Aerial View of Milan, Quebec.

Quite a few years have passed since I last saw this scene.

I remember Duncan McLeod selling postcards with this same image in his store, which is the building behind the church on the right of the church steeple. Although now only a memory and historical footnote, McLeod Bros. Store was a Milan business and landmark for 99 years.

Milan, Quebec. View from the air.


The above scene was probably recorded in the early 1950's. 

This unique aerial perspective of Milan provides an excellent view of the Canadian Pacific Railway in the final decade of the steam era. The photo also provides a rare glimpse of how life once looked like in a small, railway-served wilderness village in the eastern corner of the Eastern Townships near Maine.

In the early 1950's the CPR in Milan appeared alive and well. The railway station was manned and open, steam-powered trains were prevalent and the water tower saw daily use. Boxcars were spotted on the team track for loading; mostly lumber and other woods destined elsewhere. 

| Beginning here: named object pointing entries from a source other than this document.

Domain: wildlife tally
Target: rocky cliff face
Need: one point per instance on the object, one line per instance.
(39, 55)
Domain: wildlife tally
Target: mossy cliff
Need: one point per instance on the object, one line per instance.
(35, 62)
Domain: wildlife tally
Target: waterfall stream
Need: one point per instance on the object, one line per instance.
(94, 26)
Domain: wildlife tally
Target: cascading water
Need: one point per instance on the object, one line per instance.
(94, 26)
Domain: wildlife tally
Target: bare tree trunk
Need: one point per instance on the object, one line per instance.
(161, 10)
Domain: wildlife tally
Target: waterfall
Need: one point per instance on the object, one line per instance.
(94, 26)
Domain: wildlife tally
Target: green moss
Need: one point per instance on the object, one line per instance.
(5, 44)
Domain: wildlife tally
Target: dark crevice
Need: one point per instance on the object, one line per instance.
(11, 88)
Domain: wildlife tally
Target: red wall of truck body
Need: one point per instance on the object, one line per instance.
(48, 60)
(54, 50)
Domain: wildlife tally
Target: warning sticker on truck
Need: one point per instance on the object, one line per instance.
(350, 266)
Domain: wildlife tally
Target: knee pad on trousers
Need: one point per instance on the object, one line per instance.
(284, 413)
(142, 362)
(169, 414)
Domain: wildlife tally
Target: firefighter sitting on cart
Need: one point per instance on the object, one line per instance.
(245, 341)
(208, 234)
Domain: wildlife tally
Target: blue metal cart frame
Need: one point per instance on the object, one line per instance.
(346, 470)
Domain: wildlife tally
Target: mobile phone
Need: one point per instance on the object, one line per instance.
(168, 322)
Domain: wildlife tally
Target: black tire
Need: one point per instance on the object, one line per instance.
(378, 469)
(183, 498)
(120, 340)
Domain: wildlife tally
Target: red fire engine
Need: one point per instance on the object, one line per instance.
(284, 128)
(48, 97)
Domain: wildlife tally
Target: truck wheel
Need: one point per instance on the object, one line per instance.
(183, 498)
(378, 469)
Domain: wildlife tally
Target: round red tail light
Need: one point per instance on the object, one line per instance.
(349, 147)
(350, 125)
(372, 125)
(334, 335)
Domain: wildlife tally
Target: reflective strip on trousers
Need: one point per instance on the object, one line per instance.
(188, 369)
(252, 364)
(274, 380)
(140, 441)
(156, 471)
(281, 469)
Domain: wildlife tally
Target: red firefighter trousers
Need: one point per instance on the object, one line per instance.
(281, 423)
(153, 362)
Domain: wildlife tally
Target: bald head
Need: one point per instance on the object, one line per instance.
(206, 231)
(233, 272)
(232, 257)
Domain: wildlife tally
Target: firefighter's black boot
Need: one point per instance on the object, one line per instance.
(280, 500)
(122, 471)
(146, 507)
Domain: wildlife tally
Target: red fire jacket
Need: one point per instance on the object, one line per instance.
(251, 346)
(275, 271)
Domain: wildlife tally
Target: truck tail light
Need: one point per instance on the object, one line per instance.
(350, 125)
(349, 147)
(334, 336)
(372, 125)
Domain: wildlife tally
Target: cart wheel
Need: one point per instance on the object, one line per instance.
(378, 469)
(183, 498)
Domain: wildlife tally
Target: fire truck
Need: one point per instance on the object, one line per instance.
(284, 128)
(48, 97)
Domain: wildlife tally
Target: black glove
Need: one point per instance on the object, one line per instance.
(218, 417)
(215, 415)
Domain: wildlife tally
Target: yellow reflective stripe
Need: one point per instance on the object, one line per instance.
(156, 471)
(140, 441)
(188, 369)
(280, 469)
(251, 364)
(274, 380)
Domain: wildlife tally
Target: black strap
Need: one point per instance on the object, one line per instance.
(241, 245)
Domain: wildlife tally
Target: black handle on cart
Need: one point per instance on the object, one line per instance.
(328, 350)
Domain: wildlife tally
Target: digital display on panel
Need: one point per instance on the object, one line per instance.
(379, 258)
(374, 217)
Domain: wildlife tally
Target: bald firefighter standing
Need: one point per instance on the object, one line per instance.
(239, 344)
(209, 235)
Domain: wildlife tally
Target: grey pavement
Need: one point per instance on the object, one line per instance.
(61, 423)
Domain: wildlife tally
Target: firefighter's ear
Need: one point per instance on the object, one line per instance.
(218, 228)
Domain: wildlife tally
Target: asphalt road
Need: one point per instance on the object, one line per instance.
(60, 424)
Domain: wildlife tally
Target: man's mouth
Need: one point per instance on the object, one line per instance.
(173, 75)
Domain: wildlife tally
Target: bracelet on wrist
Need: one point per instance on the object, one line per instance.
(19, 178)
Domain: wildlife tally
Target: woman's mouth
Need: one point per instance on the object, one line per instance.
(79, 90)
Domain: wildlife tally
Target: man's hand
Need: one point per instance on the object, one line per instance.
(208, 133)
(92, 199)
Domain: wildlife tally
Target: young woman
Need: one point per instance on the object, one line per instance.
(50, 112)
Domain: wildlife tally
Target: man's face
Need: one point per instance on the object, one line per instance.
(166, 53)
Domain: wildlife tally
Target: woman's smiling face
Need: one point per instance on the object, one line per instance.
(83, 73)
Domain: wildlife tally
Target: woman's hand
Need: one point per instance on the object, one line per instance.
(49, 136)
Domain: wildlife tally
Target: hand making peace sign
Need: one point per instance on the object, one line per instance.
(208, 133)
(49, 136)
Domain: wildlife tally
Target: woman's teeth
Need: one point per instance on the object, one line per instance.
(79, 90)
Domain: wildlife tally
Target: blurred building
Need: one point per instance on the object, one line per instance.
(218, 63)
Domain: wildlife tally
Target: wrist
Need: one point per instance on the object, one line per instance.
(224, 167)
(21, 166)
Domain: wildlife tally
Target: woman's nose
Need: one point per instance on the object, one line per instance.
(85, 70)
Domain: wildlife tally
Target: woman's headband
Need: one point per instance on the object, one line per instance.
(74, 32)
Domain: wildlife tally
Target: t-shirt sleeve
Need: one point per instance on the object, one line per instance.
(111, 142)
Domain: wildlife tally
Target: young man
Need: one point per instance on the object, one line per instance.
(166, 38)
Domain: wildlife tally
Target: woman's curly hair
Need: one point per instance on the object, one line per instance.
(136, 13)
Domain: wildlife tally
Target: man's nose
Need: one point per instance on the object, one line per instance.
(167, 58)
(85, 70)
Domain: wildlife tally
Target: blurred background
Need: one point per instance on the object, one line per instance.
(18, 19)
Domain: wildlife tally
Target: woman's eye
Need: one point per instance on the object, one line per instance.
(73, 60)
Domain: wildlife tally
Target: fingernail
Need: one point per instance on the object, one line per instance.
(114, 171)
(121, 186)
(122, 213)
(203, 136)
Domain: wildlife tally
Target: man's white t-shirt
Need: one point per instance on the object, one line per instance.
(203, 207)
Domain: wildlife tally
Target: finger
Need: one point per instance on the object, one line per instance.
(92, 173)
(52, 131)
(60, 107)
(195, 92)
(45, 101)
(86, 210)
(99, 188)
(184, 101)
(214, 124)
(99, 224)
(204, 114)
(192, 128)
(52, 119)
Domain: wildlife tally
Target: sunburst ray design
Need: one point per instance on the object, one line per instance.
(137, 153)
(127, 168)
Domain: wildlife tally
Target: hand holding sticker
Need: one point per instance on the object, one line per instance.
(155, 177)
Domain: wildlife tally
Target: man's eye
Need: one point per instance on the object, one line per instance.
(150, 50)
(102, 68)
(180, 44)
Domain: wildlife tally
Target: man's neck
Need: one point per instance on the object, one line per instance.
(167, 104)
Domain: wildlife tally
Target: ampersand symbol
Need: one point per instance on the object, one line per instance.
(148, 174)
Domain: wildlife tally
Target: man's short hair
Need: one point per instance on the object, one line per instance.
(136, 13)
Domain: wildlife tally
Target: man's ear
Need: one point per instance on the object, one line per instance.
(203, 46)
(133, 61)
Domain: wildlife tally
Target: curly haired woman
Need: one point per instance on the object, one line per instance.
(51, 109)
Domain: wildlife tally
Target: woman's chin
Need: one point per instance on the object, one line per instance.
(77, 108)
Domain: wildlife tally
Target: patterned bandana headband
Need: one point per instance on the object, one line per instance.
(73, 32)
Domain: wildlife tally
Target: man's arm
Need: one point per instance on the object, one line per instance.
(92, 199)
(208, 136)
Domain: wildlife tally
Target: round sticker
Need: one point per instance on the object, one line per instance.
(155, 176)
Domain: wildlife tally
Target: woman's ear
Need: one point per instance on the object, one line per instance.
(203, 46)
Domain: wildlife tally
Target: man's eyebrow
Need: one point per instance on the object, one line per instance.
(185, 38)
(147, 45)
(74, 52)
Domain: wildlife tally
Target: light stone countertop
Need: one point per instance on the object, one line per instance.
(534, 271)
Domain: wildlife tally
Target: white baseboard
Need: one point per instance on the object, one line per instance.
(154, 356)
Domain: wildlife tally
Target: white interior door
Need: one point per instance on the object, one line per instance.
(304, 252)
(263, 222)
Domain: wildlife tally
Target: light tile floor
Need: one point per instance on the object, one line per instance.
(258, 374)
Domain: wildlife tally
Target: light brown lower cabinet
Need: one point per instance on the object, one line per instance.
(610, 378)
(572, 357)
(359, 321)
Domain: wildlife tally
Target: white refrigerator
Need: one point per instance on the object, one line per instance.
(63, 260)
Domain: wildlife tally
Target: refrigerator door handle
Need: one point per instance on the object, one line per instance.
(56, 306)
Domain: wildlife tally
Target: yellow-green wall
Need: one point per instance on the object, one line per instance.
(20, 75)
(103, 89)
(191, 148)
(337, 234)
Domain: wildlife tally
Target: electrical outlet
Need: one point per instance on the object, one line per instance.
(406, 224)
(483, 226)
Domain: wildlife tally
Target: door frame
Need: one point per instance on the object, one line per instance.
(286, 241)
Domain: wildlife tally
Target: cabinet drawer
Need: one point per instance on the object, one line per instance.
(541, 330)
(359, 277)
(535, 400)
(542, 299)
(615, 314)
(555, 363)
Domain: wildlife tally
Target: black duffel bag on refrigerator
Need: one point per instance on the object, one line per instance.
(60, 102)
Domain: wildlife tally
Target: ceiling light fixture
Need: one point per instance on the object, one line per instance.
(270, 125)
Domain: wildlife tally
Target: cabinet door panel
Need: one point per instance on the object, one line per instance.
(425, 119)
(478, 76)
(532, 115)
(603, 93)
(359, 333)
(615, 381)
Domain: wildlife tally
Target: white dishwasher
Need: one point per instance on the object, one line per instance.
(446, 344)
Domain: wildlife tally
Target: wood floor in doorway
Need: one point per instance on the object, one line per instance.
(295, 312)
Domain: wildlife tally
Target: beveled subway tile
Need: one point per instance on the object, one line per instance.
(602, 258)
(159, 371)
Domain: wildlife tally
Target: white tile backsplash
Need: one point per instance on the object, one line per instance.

Mail also came in by train and upon arrival was taken over to the post office. (building to the right of the water tower and across from the church.) My great-uncle Murdo Murray (maternal grandfather's brother-in-law) delivered Milan's rural mail by horse and carriage right up until he retired in 1959.

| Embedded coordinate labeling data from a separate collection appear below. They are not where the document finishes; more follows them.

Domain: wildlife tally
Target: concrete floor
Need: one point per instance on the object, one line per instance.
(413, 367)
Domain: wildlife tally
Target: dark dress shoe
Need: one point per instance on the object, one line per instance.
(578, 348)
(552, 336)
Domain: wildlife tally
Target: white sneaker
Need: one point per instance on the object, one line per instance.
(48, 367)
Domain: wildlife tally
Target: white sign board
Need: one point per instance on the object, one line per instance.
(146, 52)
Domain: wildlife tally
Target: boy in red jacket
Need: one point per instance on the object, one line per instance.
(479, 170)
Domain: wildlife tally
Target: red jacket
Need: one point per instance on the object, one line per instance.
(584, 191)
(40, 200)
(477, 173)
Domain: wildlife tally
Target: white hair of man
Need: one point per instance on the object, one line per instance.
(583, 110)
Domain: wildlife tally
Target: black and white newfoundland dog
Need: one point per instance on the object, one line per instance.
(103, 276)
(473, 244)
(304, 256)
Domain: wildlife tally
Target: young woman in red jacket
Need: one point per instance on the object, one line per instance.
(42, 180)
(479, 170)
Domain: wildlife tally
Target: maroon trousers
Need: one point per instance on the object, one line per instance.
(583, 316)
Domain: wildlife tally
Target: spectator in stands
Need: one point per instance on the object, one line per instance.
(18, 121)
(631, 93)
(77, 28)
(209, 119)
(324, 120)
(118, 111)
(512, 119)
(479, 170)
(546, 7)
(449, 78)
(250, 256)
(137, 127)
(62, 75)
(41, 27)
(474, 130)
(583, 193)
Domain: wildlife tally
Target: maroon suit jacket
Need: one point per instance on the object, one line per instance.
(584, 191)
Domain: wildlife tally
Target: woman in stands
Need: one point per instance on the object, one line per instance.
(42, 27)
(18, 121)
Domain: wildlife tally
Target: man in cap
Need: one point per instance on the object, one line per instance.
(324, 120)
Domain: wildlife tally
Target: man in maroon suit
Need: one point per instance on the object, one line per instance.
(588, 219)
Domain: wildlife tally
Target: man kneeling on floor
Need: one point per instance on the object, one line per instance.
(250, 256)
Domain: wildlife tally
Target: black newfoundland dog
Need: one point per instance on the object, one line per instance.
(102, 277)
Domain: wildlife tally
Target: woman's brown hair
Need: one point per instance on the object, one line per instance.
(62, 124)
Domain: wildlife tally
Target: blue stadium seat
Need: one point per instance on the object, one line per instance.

In the early 1950's, roads into and out of Milan were not paved; often impassible during winter and through the spring thaw, The CPR augmented their passenger schedules with a mixed-train winter service between Sherbrooke and Megantic.

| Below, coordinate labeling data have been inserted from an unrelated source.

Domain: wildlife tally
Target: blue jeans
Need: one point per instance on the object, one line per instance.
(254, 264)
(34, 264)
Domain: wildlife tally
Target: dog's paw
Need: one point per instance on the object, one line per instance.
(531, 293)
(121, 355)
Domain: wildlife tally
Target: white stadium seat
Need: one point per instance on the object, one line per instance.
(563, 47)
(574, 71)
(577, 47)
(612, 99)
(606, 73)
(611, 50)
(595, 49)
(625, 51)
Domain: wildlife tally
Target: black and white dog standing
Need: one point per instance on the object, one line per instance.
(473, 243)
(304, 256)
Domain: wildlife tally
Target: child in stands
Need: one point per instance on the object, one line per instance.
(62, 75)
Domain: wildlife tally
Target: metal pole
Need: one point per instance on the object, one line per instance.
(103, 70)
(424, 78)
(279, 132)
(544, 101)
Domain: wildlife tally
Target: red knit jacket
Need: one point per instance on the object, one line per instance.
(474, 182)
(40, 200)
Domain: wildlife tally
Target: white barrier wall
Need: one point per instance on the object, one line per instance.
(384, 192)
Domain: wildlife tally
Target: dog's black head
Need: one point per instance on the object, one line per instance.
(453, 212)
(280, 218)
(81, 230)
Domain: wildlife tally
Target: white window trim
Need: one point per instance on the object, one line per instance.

Change was inevitable and changes came.

Roads were improved and CPR's winter mixed train service disappeared in the early 1950's. Mail service soon abandoned the railway and travelled to and from town by road.

Between 1957 and 1961 the station was closed, the steam era ended and the water tower was immediately demolished. The empty station lasted until spring 1967; demolished also and replaced by a corrugated metal shelter which remained until trains 201 and 206 were discontinued in 1970. 

Unfortunately tiny towns were not immune to railway-related tragedy. In 1960, Mrs. Norman McLeod (Duncan McLeod's mother) was struck and killed by a train at the town's unprotected railway crossing. Shortly afterward, warning lights and bells were installed.

Streets in Milan were first paved in 1959 or 1960, but the highway between Milan and Scotstown remained unpaved until the early 1980's. 

P.S.
In summer 1980 while passing through Milan en route to Maine, Kie and I saw Christie MacArthur in the ditch beside the still gravel Highway 214, mending the wire fence to keep the sheep in. She must have been in her 90's then. 

Driving into Milan has never been the same since gravel-surfaced, washboard-like MacArthur's Corner disappeared forever. 


The Oddblock Station Agent

Addendum


Village of Milan, Quebec, in the mid 1950's as seen while approaching from the north end of town. The CPR water tower is almost in the center of the photo.